A incapacidade é uma condição em que há dano para a
pessoa, que pode ser de natureza física ou mental. Uma incapacidade é uma
desvantagem. Mas, como se poderia pensar, não é uma desvantagem em relação às
condições do ser humano típico — é antes uma desvantagem em relação a qualquer
alternativa relevante.
Esta é assim uma noção lata, e não
estrita, de incapacidade. Segundo esta noção, as condições típicas da nossa
espécie podem converter-se em incapacidades. Isso sucede, por exemplo, quando
há mudanças relevantes nos fatores ambientais ou se descobre a causa de uma
doença. O dano impede as pessoas de terem experiências valiosas, reduz as suas
oportunidades, implica riscos ou prejudica a qualidade do que fazem. As suas
causas são diversas: médicas, cognitivas, genéticas, ambientais ou sociais. É
por isso errada uma concepção social de incapacidade. Mesmo a sociedade mais
inclusiva e livre de preconceitos que se possa imaginar não remove muitas
características que geram incapacidade.
De uma noção lata de incapacidade
segue-se uma noção igualmente lata de dano. Há dano quando o bem-estar
individual é significativamente afectado. Isso sucede sempre que há um entrave
dos interesses e preferências por certos estados de coisas agradáveis. Um
deficiente motor sofre dano se vive numa cidade sem rampas de acesso a passeios
ou edifícios. O seu interesse em circular com autonomia fica sujeito a um
entrave que afecta significativamente o seu bem-estar.
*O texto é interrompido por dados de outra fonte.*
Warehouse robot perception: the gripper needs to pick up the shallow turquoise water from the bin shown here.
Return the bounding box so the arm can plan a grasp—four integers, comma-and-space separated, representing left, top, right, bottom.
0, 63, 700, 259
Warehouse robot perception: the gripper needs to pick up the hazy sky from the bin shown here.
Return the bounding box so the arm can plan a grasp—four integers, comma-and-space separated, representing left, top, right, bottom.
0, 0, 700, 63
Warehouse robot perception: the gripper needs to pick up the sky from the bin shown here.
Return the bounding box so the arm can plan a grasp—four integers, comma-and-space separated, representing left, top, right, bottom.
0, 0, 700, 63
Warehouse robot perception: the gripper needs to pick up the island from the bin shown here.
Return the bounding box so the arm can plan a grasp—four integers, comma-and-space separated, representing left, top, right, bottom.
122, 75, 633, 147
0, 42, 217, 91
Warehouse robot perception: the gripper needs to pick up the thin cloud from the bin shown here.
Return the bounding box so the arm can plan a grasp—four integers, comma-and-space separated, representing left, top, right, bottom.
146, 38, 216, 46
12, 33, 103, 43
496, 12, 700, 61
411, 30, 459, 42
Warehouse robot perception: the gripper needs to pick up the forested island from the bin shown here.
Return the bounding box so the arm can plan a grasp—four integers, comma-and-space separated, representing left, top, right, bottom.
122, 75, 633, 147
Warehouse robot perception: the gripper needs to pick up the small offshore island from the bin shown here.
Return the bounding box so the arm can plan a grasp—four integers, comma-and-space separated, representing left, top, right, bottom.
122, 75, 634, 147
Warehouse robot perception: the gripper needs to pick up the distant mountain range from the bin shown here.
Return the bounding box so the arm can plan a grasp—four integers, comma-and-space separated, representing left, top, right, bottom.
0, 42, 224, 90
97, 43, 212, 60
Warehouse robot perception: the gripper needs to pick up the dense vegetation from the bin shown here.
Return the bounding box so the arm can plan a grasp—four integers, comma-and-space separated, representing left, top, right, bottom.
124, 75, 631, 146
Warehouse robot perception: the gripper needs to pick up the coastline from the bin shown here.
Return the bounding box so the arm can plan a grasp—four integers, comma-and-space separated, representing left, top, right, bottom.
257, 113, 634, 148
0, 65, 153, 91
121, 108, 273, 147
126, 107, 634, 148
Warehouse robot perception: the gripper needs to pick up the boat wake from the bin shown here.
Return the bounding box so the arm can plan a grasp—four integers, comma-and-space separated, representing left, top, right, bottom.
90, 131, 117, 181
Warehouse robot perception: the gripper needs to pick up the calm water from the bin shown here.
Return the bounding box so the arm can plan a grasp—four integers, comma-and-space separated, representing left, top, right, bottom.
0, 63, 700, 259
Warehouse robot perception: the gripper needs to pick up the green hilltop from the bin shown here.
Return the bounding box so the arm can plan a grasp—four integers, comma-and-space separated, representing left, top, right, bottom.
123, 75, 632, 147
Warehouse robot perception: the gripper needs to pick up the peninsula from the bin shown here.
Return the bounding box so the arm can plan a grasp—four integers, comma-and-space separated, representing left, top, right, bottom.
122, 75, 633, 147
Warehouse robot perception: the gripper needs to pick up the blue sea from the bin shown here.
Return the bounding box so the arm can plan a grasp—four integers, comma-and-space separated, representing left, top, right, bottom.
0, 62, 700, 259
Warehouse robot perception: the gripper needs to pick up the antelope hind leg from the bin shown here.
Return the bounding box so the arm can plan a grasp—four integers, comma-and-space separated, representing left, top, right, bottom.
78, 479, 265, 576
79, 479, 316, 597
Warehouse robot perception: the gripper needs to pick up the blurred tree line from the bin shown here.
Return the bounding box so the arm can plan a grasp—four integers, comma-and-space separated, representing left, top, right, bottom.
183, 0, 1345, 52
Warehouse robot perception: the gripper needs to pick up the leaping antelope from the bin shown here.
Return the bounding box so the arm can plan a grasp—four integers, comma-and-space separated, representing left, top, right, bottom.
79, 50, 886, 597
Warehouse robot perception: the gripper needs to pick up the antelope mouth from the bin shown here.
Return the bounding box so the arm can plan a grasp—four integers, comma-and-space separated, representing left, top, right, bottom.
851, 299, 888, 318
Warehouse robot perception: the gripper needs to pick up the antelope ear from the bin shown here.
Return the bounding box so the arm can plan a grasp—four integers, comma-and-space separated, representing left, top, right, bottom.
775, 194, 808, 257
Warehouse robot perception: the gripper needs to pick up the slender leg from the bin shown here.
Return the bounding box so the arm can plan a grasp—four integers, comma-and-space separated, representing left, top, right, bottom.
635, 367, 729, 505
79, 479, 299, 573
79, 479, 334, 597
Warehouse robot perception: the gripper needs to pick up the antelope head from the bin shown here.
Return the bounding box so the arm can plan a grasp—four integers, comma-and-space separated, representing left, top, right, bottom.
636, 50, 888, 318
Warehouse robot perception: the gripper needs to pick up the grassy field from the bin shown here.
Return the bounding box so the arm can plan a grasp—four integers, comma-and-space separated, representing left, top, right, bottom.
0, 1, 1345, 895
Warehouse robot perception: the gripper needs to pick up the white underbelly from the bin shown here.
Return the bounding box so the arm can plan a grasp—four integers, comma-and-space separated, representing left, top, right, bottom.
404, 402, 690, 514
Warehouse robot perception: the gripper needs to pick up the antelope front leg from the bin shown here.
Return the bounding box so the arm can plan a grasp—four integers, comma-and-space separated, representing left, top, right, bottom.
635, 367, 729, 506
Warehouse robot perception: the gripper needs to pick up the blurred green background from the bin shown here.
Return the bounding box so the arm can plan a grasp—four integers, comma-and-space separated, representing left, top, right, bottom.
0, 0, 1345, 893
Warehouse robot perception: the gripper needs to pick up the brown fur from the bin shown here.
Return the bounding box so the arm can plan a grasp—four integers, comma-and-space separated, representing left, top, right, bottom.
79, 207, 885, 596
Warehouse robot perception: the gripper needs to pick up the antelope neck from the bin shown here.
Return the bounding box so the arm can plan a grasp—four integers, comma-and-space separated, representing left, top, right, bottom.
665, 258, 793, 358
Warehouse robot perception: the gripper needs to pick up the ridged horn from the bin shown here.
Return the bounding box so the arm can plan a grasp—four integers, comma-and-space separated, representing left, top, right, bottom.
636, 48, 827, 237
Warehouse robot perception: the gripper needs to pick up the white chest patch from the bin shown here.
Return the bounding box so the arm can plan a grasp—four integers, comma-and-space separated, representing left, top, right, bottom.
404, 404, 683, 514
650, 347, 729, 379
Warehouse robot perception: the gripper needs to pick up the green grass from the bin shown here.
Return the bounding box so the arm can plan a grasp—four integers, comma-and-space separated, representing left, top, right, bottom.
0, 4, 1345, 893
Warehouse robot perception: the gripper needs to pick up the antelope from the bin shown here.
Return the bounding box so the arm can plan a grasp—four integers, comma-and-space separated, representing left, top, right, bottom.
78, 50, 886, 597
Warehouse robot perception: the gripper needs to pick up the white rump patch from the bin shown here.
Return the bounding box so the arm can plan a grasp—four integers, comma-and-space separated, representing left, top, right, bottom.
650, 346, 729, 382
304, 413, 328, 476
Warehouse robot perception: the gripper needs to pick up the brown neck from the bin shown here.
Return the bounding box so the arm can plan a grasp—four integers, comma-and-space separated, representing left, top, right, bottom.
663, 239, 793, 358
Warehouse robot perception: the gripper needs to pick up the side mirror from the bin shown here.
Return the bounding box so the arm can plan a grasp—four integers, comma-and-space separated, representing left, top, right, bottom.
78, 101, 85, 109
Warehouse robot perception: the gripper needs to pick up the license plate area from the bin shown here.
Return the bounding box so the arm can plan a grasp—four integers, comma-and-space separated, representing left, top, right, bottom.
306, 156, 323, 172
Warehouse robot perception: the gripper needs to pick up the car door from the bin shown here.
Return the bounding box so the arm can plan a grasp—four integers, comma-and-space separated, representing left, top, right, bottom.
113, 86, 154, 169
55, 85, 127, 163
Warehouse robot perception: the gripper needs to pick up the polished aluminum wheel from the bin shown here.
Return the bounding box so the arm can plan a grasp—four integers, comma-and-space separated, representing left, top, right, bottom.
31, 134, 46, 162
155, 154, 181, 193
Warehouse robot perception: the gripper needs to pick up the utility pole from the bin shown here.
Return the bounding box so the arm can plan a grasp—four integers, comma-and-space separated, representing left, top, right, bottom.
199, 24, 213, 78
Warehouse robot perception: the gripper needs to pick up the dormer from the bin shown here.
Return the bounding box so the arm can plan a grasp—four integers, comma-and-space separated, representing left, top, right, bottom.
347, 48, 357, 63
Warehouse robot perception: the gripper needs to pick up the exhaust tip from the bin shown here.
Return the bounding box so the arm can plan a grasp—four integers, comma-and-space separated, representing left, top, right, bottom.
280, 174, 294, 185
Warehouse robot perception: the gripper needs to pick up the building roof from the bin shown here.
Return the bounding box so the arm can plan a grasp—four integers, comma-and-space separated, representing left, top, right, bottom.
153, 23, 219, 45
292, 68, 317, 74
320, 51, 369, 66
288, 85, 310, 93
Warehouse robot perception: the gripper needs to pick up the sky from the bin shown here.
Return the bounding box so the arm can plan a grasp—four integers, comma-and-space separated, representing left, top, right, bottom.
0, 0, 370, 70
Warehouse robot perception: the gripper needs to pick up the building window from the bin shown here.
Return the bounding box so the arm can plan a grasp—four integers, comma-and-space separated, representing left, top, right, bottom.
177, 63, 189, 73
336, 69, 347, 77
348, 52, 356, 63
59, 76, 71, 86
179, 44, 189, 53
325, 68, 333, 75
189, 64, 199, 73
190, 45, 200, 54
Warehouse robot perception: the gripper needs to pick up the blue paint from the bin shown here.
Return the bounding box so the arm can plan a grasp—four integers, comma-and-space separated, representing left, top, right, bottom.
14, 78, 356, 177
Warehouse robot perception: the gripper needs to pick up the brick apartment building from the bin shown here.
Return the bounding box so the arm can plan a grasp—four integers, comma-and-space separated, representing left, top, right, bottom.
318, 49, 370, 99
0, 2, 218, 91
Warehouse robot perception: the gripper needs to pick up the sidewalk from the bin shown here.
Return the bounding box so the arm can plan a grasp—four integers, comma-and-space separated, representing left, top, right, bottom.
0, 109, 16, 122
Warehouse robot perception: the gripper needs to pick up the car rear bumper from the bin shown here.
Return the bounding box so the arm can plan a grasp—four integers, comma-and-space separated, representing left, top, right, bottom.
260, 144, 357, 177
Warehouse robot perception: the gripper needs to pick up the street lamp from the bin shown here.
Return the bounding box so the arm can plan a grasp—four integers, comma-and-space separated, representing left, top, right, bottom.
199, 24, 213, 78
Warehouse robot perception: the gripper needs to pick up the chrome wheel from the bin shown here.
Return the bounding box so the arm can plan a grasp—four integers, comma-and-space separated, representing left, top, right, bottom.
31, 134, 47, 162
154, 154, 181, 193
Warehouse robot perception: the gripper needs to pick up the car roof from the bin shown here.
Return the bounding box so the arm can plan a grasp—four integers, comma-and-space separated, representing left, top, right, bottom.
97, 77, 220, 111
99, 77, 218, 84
Uma mulher sofre também
dano pelo simples facto de nascer em países que entravam o seu interesse em
educar-se ou participar na vida pública. Se certas condições causam dano, há
razões morais para as impedir ou reduzir os seus efeitos negativos. É isso o
que determina o princípio moral da beneficência. Mas dessas razões morais, como
é óbvio, não se segue a escolha de uma estratégia ou método que promova a
redução do dano. Essa é uma escolha que pode depender de uma análise cuidadosa
da relação custo-benefício, da força das razões morais naquele contexto
particular, ou do grau de dano. Este último factor, por exemplo, pesa
frequentemente, e é razoável que assim seja: a força da obrigação moral depende
do grau de incapacidade. Num caso em que é provável apenas uma incapacidade
ligeira, poderá não haver qualquer obrigação moral de impedir o dano ou de
reduzir os seus efeitos.
2.2. O argumento do continuum dano-benefício
Muitas pessoas rejeitam o
incremento; ou, se não rejeitam, têm sobre ele muitas dúvidas. E têm igualmente
a intuição de que há razões morais para impedir danos gerados por incapacidades
dos filhos. Mas, se têm esta intuição, não terão também de reconhecer que há
razões morais para incrementar? Ora, aceitar que se deve impedir o dano e
rejeitar que se deve promover o incremento, é negar que há um continuumentre
danos e benefícios. Reconhece-se amplamente, porém, que há razões morais para
melhorar as condições em que os outros se encontram, seja no caso em que geram
incapacidades ou não. Isto não implica simplesmente que há razões para não
causar dano e, sempre que isso é possível, razões para promover benefícios;
implica também que essas razões são contínuas. Logo, não há, por um lado,
razões para impedir o dano e, por outro, razões para promover o incremento.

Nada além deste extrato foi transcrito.